LoqiRoam · 旅日記

水面を渡る午後の光

花園から列車、温泉、秋月の水面と木立、農の直売所へ。光の変化だけを手がかりに、町から城下、日常の景色まで歩いた。

出発点の近くには、工場の前に大きな花園があった。花を見に来たはずなのに、最初に気になったのは建物の壁を横切る雲の影だった。列車で甘木へ移ると、線路の反射が細く伸び、町の時間が少し速くなる。温泉で歩幅を休めたあと、秋月へ向かった。眼鏡橋では、水面に映った石の輪が雲の動きに合わせて明滅した。城跡の木立はさらに暗く、古い歴史を説明する看板より、黒門へ続く影の深さが記憶に残った。最後は農産物の直売所へ寄った。入口から差す夕方の光が、野菜の表面に小さな起伏を作っていた。
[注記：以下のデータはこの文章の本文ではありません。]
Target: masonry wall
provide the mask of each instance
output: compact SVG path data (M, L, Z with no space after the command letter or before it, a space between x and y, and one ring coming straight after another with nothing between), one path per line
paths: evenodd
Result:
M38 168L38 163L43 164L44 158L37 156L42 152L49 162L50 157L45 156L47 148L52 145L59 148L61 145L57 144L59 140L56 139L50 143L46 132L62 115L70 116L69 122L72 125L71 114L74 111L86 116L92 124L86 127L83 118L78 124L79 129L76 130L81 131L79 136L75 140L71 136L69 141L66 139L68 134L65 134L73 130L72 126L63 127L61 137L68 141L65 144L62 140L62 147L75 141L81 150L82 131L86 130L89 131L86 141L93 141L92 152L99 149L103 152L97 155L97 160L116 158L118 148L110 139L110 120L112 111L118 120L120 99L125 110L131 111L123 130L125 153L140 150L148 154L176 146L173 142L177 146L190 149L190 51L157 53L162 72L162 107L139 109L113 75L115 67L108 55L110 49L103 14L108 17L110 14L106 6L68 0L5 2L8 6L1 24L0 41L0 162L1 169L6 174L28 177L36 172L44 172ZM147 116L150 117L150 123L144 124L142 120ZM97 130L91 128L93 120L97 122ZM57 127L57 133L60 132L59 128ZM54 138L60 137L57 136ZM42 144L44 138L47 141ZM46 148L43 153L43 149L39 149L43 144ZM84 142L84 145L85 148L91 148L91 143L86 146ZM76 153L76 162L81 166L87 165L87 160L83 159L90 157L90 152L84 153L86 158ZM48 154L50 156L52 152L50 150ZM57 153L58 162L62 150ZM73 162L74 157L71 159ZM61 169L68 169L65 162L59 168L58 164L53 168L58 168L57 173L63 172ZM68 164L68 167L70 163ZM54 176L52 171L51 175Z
遠くへ行ったというより、同じ光が場所ごとに別の姿へ変わるのを追った一日だった。

この旅の足跡

  1. 工場の前に広がる約7ヘクタールの花園は、季節で色を変える。今日は風に揺れる緑が、建物の白い壁より先に目に入った。
  2. ホームの線路は、昼の光を細く長く返していた。列車を待つ時間が、移動ではなく町の明るさを測る時間に変わった。
  3. 湯気の向こうで、窓の外の空が一度白くぼやける。朝倉の温泉施設で、歩いて集めた光をいったん身体の内側へ戻した。
  4. 1810年完成の石橋は、水面に映ると眼鏡のように見える。雲が動くたび、二つの輪の明るさが少しずつずれた。
  5. 城跡では建物より、黒門へ続く木立の影が印象に残った。400年近い城下の時間が、石よりも葉の間の明暗に現れている気がした。
  6. 直売所の野菜は、屋内の蛍光灯より入口から差す夕方の光で表情が変わった。旅の最後に、観光地ではない季節の重さを見た。